Tra i numerosi film diretti da registe donne, in ambito internazionale, selezionati al Festival di Cannes 2018, un posto particolare merita Manto, secondo lungometraggio dell’affascinante attrice e filmaker indiana Nandita Das, nota al grande pubblico per numerosi film bollywoodiani e, soprattutto, per le sue interpretazioni nei film di Deepa Mehta Fire e Earth, che raccontano e denunciano la condizione delle donne in India. Qui la regista si occupa invece – ma è chiara la valenza simbolica e il monito all’attualità – di esplorare la vita e il segno artistico e umano tracciato da un grande poeta e scrittore indiano dalla penna pungente e ‘scandalosa’, Saadat Hasan Manto, attraverso le alterne vicende dell’India degli anni Quaranta.
Mentre Manto viveva con la moglie a Bombay una’esistenza piena, inserito in un gruppo di pari, intellettuali progressisti e amici, poco dopo la proclamazione dell’indipendenza e dell’omicidio del Matahma Gandhi, a causa dei disordini e della caccia alle streghe originata dalla cosiddetta partition fra India e Pakistan, l’artista sarà costretto a trasferirsi a Lahore, in Pakistan, luogo della dispersione e del caos, dove la sua vita subirà una progressiva e inarrestabile discesa agli inferi. Accusato spesso di oltraggio al pudore per le sue novelle incentrate sulla prostituzione, anche minorile, e su personaggi della strada, che usano il linguaggio della vita vera, Manto subirà numerosi processi, l’ultimo dei quali lo costringerà a pagare una cauzione esorbitante per non andare in carcere. Nonostante l’amore incondizionato della moglie e la gioia delle figlie, Manto mal sopporta l’esilio auto-inferto, la vita in casa d’altri (sia pur dei cognati) e soprattutto la costrizione e la censura delle sue opere, nonché la necessità di lavorare alla dipendenze di gente gretta per guadagnare denaro per la sua famiglia. L’alcool diventerà la sua medicina preferita per sopportare una vita ormai priva di libertà e possibili vie di fuga. La magnifica interpretazione dell’attore Nawazuddin Siddiqui (The Lunchbox) nei panni di Manto, conferisce un’aura particolarmente interessante a un biopic piuttosto classico, con un’ambientazione storica e di costume molto curata e un cast scelto con grande perizia. Ben orchestrata l’amicizia, quasi fraterna, di Manto con un attore in ascesa, poi rincontrato all’apice della carriera, a distanza di anni, in una situazione quasi di distacco, di lontananza per le vite troppo diverse vissute dai due.

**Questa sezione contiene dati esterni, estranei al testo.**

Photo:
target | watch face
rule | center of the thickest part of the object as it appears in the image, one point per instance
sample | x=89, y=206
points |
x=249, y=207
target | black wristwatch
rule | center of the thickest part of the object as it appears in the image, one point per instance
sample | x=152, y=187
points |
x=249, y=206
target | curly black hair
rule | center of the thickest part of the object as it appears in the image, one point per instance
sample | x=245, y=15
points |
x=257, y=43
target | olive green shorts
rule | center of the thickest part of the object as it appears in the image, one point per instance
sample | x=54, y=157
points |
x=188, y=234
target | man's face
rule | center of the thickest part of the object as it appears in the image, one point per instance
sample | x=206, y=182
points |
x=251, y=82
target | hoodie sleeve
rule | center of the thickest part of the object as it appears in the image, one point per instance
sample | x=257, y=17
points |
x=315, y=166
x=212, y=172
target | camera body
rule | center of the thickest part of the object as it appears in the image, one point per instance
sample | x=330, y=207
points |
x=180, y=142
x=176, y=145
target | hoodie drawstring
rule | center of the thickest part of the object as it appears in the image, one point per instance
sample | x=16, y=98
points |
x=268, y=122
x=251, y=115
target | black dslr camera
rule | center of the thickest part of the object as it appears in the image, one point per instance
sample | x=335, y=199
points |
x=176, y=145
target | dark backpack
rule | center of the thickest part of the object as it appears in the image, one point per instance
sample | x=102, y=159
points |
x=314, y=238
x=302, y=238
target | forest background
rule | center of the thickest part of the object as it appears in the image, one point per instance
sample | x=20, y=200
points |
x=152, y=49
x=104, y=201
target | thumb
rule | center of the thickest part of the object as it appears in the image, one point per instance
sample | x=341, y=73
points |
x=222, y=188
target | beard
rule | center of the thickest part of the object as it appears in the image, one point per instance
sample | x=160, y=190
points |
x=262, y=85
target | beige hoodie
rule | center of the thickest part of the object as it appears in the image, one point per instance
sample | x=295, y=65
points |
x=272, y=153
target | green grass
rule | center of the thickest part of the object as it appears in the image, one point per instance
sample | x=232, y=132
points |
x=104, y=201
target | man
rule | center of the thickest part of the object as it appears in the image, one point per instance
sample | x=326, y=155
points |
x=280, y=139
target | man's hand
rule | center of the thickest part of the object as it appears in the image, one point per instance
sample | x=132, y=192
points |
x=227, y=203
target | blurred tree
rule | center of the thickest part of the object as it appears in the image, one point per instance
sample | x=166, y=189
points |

I racconti dello scrittore composti nella lingua urdu dell’India settentrionale, negli anni ’30 e ’40, opere brevi, violente e scioccanti per l’epoca, sono rievocati nel film – letti pubblicamente in occasione dell’uscita dei libri e delle conferenze dello scrittore – e inseriti ad arte nella sua biografia in modo da sembrare parte integrante della sua vita inquieta. Manto e le sue opere hanno combattuto sei processi con accusa di oscenità, tre in India britannica e tre in Pakistan.